Precisely what constitutes an “accident” for these purposes is, however, a more slippery issue.

Case Law

The seminal authority on what constitutes an “accident” under Article 17(1) is Air France v Saks 470 US 392 (1985). Liability will arise “only if a passenger’s injury is caused by an unexplained or unusual event or happening that is external to the passenger.” An event which is no more than the normal operation of the aircraft in normal conditions cannot constitute an accident.

As established in the Deep Vein Thrombosis Litigation [2005] UKHL 72, the question of whether an event was “unusual” or “unexpected” is to be assessed from the viewpoint of the passenger, specifically (Moore v British Airways PLC No. 21-1037 (1st Cir. 2022)) the ordinary, reasonable, passenger.
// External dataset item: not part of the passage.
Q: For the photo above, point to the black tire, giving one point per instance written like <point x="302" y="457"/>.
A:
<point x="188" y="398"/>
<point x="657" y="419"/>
It is a subjective, not objective, test.

Application in this case

In Richard Arthern v Ryanair DAC [2023] EWHC 46 (KB), the judge at first instance considered that a reasonable passenger, knowing it was an icy day, would not find the presence of slippery fluid on the floor close to where people entered the aeroplane to be unusual or unexpected. In the circumstances, it was not an “accident”, and the claim failed.

Ryanair’s evidence consisted of written evidence from a manager, commenting on the accident report completed by one of the cabin crew. It was limited to commenting on what would “normally” happen in wet conditions (that transferred fluid is normally very limited and dries quickly; it was not normal for crew to clean the floor in such circumstances). She was not called to give oral evidence for reasons, the court was told, of proportionality.
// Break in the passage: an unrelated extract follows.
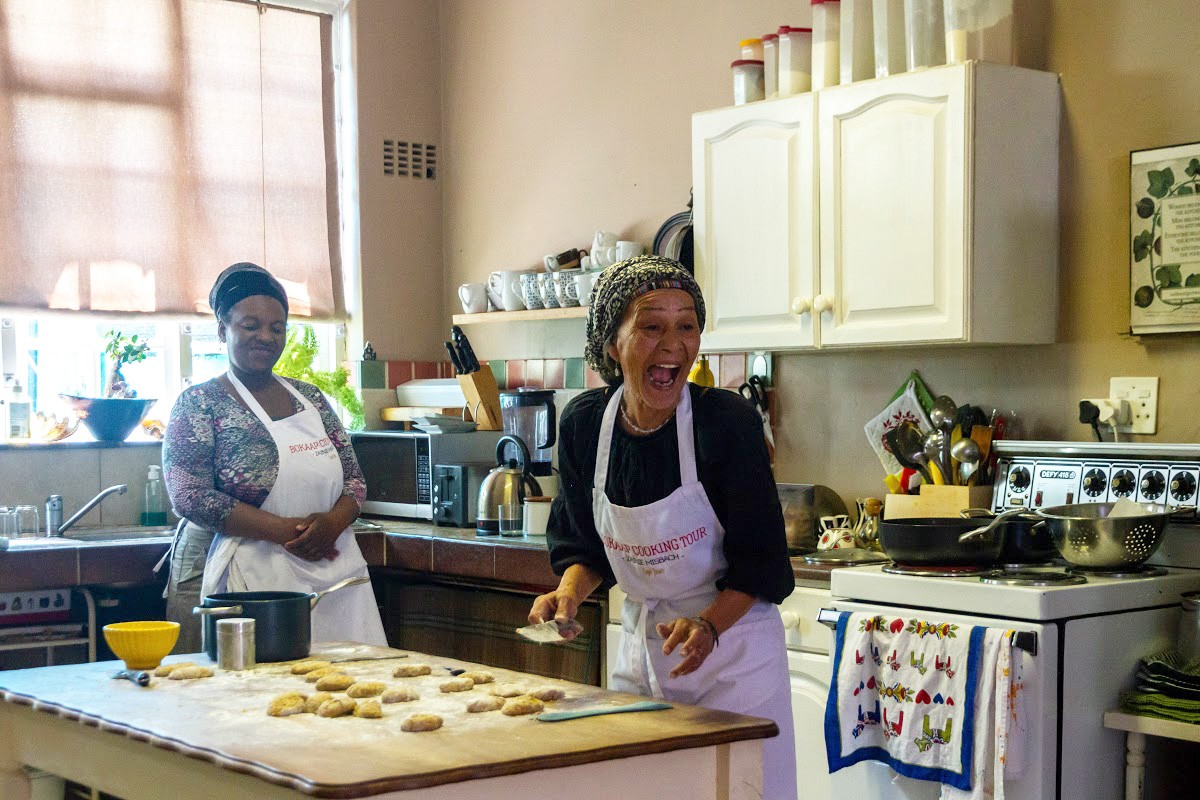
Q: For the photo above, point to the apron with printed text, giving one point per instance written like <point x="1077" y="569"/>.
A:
<point x="667" y="558"/>
<point x="310" y="481"/>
On appeal to the High Court, Mr Arthern argued that the judge had failed to properly apply the law to the facts of the case. The evidence indicated that there was an unusually large amount of fluid. The defendant’s evidence had been that moisture tracked into the cabin in wet conditions usually dried very quickly. It followed that the presence of a large amount of fluid must by implication be unusual or unexpected.

Not necessarily, found the High Court. Having heard all of the evidence, the judge was entitled to conclude that it would not be unusual or unexpected, from the viewpoint of the reasonable passenger, that a large amount of liquid was tracked into the cabin by numerous passengers. There were no grounds to interfere with her reasoning, and the court was not prepared to substitute its own judgment of what was “unusual” or “unexpected.” The appeal was dismissed.
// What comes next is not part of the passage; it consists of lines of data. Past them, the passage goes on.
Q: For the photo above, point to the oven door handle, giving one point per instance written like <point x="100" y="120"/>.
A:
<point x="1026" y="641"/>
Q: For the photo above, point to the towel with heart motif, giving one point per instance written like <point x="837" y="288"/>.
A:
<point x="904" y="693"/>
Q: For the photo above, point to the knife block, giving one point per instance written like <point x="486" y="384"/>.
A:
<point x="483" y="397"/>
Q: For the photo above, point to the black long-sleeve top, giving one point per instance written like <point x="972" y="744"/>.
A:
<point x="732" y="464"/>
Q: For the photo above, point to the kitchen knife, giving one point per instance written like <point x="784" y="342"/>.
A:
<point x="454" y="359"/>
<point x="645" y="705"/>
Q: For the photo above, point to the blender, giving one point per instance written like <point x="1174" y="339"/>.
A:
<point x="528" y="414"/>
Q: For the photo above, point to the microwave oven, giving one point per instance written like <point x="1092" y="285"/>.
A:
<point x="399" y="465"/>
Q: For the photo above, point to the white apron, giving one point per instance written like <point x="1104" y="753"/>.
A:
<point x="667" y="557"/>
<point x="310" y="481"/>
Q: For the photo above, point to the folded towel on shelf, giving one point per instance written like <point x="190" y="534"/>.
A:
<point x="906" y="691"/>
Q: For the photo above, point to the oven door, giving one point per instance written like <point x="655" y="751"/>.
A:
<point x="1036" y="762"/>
The case is interesting for a number of reasons. Firstly, it provides a helpful review of the key authorities on the scope of “accident” for the purposes of Article 17(1). Secondly, it is notable, and perhaps surprising, that Ryanair succeeded despite choosing not to adduce any direct witness evidence on the conditions at the time or any evidence about their operating procedures in icy conditions. Had this been a negligence case, they would clearly have struggled, but it was not. Thirdly, it illustrates that the decision as to whether an event is “unusual” or “unexpected” can be a fine one.

The case of Carmelo Labbadia v Alitalia [2019] EWHC 2103 (Admin) was considered. In that case (see our previous Law-Now here), the claimant had slipped and fallen down the aircraft steps when disembarking in Milan in snowy conditions. The steps were uncovered. This was in breach of the airport’s operating manual and therefore not “normal operation of the aircraft.” The factual circumstances (a slip owing to the effect of weather conditions on the aircraft’s walkways) are not dissimilar from Arthern. However, it was found in Labbadia that the event was unexpected and unforeseen by the claimant “because he had no reason to expect that the stairs would be slippery from compacted snow.” The event was also external to the claimant. Consequently, all criteria for an accident were met.

It is perhaps important to recognise that the High Court did not find, and did not need to find, that the judge’s conclusion was plainly right, merely that it was a reasonable one and certainly not so contrary to the evidence that it ought to be overturned. A different judge may have reached a different conclusion, applying the same principles to the same factual findings. The case nevertheless provides further, helpful, guidance on the application of recognised legal principles when determining whether an “accident” has occurred.